Time Warner Cable has hired proxy solicitor MacKenzie Partners Inc. in case Charter attempts a hostile takeover. MacKenzie, which specializes in mergers and acquisitions, helps companies with unsolicited tender offers and proxy fights — where shareholders attempt to gain control over management.
Marcus isn’t averse to selling the company, even though he’s worked his way up the ranks at Time Warner Inc. and then its Time Warner Cable spinoff since 1998. If a deal will make more money for shareholders than him running the business, he will pull the trigger, Marcus said.
“I am interested only in the value creation and not in entrenchment or my role here,” he said.

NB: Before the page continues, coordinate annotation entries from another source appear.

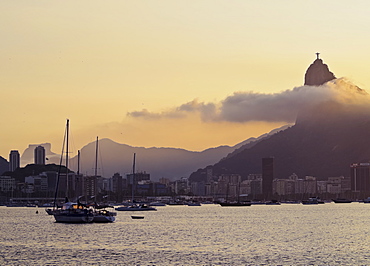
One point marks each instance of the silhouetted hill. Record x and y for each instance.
(114, 157)
(327, 137)
(28, 154)
(324, 142)
(159, 162)
(318, 73)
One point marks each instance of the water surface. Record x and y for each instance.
(289, 234)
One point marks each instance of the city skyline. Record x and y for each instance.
(165, 75)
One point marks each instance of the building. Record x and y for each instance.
(267, 176)
(117, 186)
(7, 183)
(360, 177)
(14, 160)
(39, 157)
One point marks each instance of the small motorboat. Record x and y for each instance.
(137, 217)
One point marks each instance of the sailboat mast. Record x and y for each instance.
(78, 162)
(133, 178)
(96, 158)
(67, 151)
(96, 166)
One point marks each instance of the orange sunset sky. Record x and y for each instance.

If a transaction leads to him not being CEO, “If I want another job, I’m going to get one. I have no doubt. And it’s going to be a good one.”
Marcus also stands to receive more than $50 million in an exit package if the company is sold, according to company filings.

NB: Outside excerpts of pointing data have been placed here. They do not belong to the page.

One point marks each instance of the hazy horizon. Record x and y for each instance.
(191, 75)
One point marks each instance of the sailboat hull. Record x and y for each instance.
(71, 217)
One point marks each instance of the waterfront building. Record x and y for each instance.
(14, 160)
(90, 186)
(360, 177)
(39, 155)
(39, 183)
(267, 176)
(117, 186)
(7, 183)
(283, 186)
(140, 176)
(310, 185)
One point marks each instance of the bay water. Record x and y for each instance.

Malone, the founder and chairman of Liberty Media Corp., has publicly advocated for U.S. cable industry consolidation since taking a 27 percent stake in Charter earlier this year. Time Warner Cable has been his primary focus as a takeover target.
While Comcast and Cox, the third-largest cable operator, are both managed by descendants of their founding families, Time Warner Cable has fewer impediments to a sale.
The company was spun off from media giant Time Warner in 2009. It does not have a dual-class stock structure, which can be a tool used by owners to block hostile deals. Its largest investor is San Francisco-based Dodge & Cox, a mutual fund firm with 5.8 percent of shares outstanding.
That makes a deal more feasible for Charter, either as a friendly acquisition or a hostile takeover. If the transaction comes together, Charter CEO Tom Rutledge would run the new company, according to people familiar with the deal structure.
Rutledge, 60, began his career at American Television & Communications, which became Time Warner Cable. In 2002, he joined Cablevision Systems Corp., where he served as chief operating officer. Rutledge then took the Charter CEO job in February 2012.
Cable CEOs, Marcus said, are a close-knit group, partly because they rarely compete with one another. The country’s regions are divided up among the various providers, so they don’t frequently fight head-to-head for customers.
“The cable industry is more collegial than most,” Marcus said. “But we’re all pros, and it’s business.”
Marcus has indicated that he would rather work with Comcast CEO Brian Roberts than Malone, according to a person familiar with his thinking. Malone hasn’t been active in the U.S. cable industry since the late 1990s, when he sold Tele-Communications Inc. to AT&T, making him more of an outsider.
If a takeover doesn’t happen, Marcus plans to increase shareholder value by improving the company’s TV features, broadband Internet and phone service — core products of the so-called “triple-play bundle.” While he hasn’t given a financial outlook for 2014, Marcus said he plans to increase capital spending and hiring to boost Internet speeds, deliver more advanced set-top boxes with better user interfaces and improve customer service.
As part of its technology upgrades, Time Warner Cable will give full TV and video-on-demand streaming capability to devices other than its company-issued set-top boxes, such as equipment made by Roku or Samsung. Currently, streaming services aren’t harmonized among all devices.
Critics of Marcus point to Time Warner Cable’s lackluster operational results since he became COO in December 2010. The company lost 304,000 video customers last quarter, a worse performance than rivals.